The cap on withdrawals from automated teller machines will rise to 300 euros per day from 100 euros, but credit and debit card charges will be capped at 5,000 euros per person per month. Banks will not cash checks, though they will accept checks as deposits. Bank clients will also not be able to withdraw money from fixed-term deposits before their maturity date.
“This is a typical set of exchange control measures, more reminiscent of Latin America or Africa,” said Bob Lyddon, the general secretary of IBOS, an international banking association. “There is no way these will only last seven days. These are permanent controls until the economy recovers.”
To make sure enough cash is on hand, the European Central Bank sent an airplane filled with about 1.5 billion euros in a container to Larnaca airport near Nicosia on Wednesday afternoon. The container was loaded onto a truck and escorted by police cars to the Cypriot central bank for safekeeping, said a person with knowledge of the operation, who requested anonymity because he was not authorized to speak publicly.
The person said the E.C.B. had indicated it would continue flying cash to the country as needed to meet banks’ needs.
The Cypriot finance minister, Michalis Sarris, said Wednesday that a flood of withdrawals was bound to happen quickly anyway, but that the restrictions would at least help stem a mass flight of deposits.
“Each day that banks remain closed creates more uncertainty and more difficulties for people, so we would like to do our utmost to make sure that this new goal that we have set will work,” Mr. Sarris said.
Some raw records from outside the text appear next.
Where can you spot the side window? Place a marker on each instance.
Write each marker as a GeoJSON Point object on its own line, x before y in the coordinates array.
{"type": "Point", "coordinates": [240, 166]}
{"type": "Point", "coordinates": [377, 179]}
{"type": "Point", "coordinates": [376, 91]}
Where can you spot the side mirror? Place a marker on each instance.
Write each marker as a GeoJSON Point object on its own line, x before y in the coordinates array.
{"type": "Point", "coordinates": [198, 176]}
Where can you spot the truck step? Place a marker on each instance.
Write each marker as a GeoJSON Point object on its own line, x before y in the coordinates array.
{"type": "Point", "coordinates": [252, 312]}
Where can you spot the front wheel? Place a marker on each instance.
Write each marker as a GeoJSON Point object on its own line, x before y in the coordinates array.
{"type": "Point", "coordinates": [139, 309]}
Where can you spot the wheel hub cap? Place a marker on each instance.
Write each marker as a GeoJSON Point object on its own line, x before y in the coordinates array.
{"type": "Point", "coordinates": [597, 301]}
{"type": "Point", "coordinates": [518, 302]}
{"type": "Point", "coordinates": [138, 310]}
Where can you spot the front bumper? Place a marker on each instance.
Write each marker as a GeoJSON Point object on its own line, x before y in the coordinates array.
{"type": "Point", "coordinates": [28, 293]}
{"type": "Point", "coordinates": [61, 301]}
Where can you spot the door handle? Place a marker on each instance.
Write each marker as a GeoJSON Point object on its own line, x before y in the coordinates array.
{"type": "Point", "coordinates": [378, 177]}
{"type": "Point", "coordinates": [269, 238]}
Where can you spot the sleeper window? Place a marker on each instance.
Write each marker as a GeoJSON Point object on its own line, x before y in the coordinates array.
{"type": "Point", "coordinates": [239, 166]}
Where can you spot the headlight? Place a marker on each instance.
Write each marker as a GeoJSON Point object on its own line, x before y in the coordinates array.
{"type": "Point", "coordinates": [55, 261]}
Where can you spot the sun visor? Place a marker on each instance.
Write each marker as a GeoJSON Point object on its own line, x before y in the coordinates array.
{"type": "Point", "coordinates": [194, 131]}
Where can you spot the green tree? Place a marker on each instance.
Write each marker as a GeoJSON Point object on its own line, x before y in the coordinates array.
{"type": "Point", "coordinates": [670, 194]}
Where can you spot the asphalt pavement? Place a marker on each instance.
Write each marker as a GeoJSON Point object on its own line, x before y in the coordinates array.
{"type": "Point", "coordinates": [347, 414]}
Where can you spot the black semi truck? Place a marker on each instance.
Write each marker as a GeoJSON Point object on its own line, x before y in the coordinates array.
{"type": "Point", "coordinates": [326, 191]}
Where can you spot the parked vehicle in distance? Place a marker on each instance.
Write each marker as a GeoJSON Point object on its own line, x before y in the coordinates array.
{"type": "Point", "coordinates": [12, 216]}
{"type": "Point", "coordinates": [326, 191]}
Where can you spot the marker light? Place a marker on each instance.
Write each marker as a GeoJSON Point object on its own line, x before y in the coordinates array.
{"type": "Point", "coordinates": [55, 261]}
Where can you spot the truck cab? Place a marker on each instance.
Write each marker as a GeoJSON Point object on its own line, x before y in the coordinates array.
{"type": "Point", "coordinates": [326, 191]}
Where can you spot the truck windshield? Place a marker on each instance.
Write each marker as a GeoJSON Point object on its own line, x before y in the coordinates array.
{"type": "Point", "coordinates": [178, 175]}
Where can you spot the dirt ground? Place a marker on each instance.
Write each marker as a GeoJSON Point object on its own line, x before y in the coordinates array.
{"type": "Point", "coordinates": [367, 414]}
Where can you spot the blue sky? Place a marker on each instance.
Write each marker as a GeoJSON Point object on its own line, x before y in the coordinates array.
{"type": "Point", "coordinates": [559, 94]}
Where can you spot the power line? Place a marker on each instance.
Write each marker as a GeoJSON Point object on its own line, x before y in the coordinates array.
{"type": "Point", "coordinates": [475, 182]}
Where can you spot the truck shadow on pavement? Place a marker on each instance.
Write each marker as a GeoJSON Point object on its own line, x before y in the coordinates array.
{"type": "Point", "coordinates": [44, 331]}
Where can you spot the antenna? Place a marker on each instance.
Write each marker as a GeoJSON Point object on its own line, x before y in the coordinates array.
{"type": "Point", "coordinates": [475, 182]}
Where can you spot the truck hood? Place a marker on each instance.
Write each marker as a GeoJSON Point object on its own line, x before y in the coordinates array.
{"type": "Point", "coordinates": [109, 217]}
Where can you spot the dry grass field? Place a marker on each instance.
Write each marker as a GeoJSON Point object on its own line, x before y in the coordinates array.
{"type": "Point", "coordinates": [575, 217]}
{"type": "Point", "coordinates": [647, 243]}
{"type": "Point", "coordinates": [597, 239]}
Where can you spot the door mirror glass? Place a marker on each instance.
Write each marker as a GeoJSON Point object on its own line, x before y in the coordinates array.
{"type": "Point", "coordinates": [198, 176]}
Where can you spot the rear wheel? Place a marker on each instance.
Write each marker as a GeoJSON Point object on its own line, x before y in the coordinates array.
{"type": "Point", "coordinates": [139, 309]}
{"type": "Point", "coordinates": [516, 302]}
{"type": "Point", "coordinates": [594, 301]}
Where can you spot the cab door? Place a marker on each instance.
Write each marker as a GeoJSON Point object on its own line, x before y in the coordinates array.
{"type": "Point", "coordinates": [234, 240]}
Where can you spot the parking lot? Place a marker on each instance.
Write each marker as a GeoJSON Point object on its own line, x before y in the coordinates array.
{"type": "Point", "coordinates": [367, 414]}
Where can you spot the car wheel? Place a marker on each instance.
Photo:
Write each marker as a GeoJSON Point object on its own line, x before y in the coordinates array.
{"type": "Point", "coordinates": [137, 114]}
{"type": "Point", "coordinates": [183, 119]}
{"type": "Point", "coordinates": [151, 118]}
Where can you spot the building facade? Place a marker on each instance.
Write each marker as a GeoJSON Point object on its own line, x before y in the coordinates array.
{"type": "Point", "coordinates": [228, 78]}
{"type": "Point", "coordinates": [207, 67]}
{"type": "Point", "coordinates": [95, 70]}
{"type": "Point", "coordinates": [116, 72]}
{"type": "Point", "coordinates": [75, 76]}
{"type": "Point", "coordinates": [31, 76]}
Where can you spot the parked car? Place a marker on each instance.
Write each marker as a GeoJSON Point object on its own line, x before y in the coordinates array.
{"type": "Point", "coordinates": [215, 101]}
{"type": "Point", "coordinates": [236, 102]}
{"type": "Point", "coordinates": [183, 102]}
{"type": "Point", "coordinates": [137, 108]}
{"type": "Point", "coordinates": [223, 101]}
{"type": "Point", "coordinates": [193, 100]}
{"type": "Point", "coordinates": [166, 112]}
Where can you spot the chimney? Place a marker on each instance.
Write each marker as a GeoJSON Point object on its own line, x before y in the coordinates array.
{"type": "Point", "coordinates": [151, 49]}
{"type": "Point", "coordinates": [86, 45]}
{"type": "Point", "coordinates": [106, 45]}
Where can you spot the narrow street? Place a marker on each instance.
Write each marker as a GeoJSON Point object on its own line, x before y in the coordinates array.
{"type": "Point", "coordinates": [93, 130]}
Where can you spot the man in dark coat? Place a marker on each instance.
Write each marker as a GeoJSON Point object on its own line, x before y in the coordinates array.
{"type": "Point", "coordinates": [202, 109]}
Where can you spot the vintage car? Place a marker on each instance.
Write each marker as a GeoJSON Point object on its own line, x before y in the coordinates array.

Despite those strictures, the Cypriot authorities are bracing for as much as 10 percent of the 64 billion euros on deposit in the country’s banks to be pulled out on Thursday.
Some experts predict a much bigger bank run whenever the controls are eventually lifted.
“If you don’t impose the controls, the money is going to fly,” said Mujtaba Rahman, a senior analyst at Eurasia Group. “But when you remove those controls, clearly the money is going to leave anyway. So they’re in a Catch-22.”
The chief executive of Bank of Cyprus, the nation’s largest bank, was fired Wednesday by the central bank. He will be replaced by an administrator overseeing the bank’s consolidation. That move came in consultation with the so-called troika of international lenders — the European Commission, the European Central Bank and the International Monetary Fund — that are finalizing the terms of a 10 billion euro bailout of the heavily indebted country.
Meanwhile, President Nicos Anastasiades opened a criminal investigation into how the country’s banks had been brought to the brink of collapse. His aim, he said, was “to find and attribute responsibility wherever it belongs.”
Stress has intensified in recent days in Nicosia, the capital, as people have grown impatient waiting for the bailout deal to be completed so the banks can reopen and they can get access to their money. Many are also angry at what they see as Mr. Anastasiades’s inept handling of the situation, while others harbor suspicions that the I.M.F. and Germany are using Cyprus to test how similar measures might work in other European countries that might require bailouts in the future.